The global infrastructure market is set to grow by 6.0% a year until 2020, according to a new report. A new report from Timetric’s Infrastructure Intelligence Center (InfraIC), Global Infrastructure Outlook, reveals that the global infrastructure market is expected to grow to $4.2tr in 2020, after reaching $3.1tr in 2016.
The InfraIC is currently tracking over 12,700 public and private large-scale infrastructure projects worldwide — worth $14.2tr — from the initial announcement to the execution phase.
Electricity and power projects dominate the infrastructure construction market with 6,171 projects in the pipeline, according to the report. Electricity and power is then followed by roads with 2,887 projects, railways with 1,641, airports and ports with 1,237, and water and sewerage with 853. In terms of total investment value, power and electricity projects are at the forefront with $5.4tr, while railways, valued at $5.2tr, account for the second-largest sector.
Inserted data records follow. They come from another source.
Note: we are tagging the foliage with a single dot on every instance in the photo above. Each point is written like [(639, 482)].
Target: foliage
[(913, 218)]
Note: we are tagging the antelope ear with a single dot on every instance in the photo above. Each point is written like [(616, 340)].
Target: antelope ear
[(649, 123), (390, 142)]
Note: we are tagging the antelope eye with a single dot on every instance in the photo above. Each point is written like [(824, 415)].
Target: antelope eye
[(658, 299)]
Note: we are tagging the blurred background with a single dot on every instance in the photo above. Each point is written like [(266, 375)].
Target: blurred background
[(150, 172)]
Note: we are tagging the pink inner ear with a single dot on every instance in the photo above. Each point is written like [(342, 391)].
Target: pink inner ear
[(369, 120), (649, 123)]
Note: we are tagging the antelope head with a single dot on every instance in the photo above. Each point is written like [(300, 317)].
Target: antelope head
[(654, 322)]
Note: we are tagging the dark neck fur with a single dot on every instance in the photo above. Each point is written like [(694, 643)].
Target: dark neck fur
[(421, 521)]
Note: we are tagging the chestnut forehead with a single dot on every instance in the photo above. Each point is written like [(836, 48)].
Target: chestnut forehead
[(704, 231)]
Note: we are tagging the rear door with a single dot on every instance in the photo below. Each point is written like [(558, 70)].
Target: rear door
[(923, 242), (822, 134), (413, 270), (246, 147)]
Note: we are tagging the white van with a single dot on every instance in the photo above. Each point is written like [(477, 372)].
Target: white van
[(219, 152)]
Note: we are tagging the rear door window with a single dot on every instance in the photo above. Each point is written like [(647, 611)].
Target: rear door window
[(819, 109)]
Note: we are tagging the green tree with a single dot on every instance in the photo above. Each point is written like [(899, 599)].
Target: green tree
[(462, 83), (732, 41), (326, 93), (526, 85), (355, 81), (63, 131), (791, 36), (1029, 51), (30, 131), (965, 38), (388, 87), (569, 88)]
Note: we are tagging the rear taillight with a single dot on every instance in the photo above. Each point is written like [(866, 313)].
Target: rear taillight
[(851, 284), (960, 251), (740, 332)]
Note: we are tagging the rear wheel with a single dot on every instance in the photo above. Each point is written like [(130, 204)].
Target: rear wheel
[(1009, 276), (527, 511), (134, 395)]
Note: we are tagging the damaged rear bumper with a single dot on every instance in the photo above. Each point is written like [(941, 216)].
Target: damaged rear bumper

Road projects recorded the third-largest cost share of $1.9tr, followed by airports and ports ($1.2tr) and water and sewerage ($421.5bn).
The public sector owns 53.3% of the projects, while 27.3% are owned by both the public and private sectors. The remaining 19.4% are privately owned.
The report also states that China and India and other emerging Asian countries have been driving much of the growth in infrastructure spending. China will remain a powerhouse, accounting for 29% of the world’s infrastructure expenditure, and set to grow at 10.5% annually to 2020. Western Europe and the US and Canada, which account for 50% of the global GDP, are all recording ongoing, if somewhat muted, infrastructure spending
Scott Taylor, InfraIC economist, says that these findings in Western Europe, US and Canada are not unexpected. “Developed economies have a far higher quality of infrastructure and less need to invest across all sectors, but in particular in basic needs infrastructure, such as the water and sewerage and some parts of the electricity and power and telecommunications sectors,” Taylor said.
Ghana and Ethiopia are expected to record the fastest growth in infrastructure to 2020, followed by Malaysia. The Middle East and Africa are particularly strong in terms of investment in railways. Qatar, for example, is expected to grow by 25.2% on average each year to 2020, driven by the $44.4bn Rail Integrated Network project currently under construction in Doha, which will add 1,010km to an almost non-existent rail network.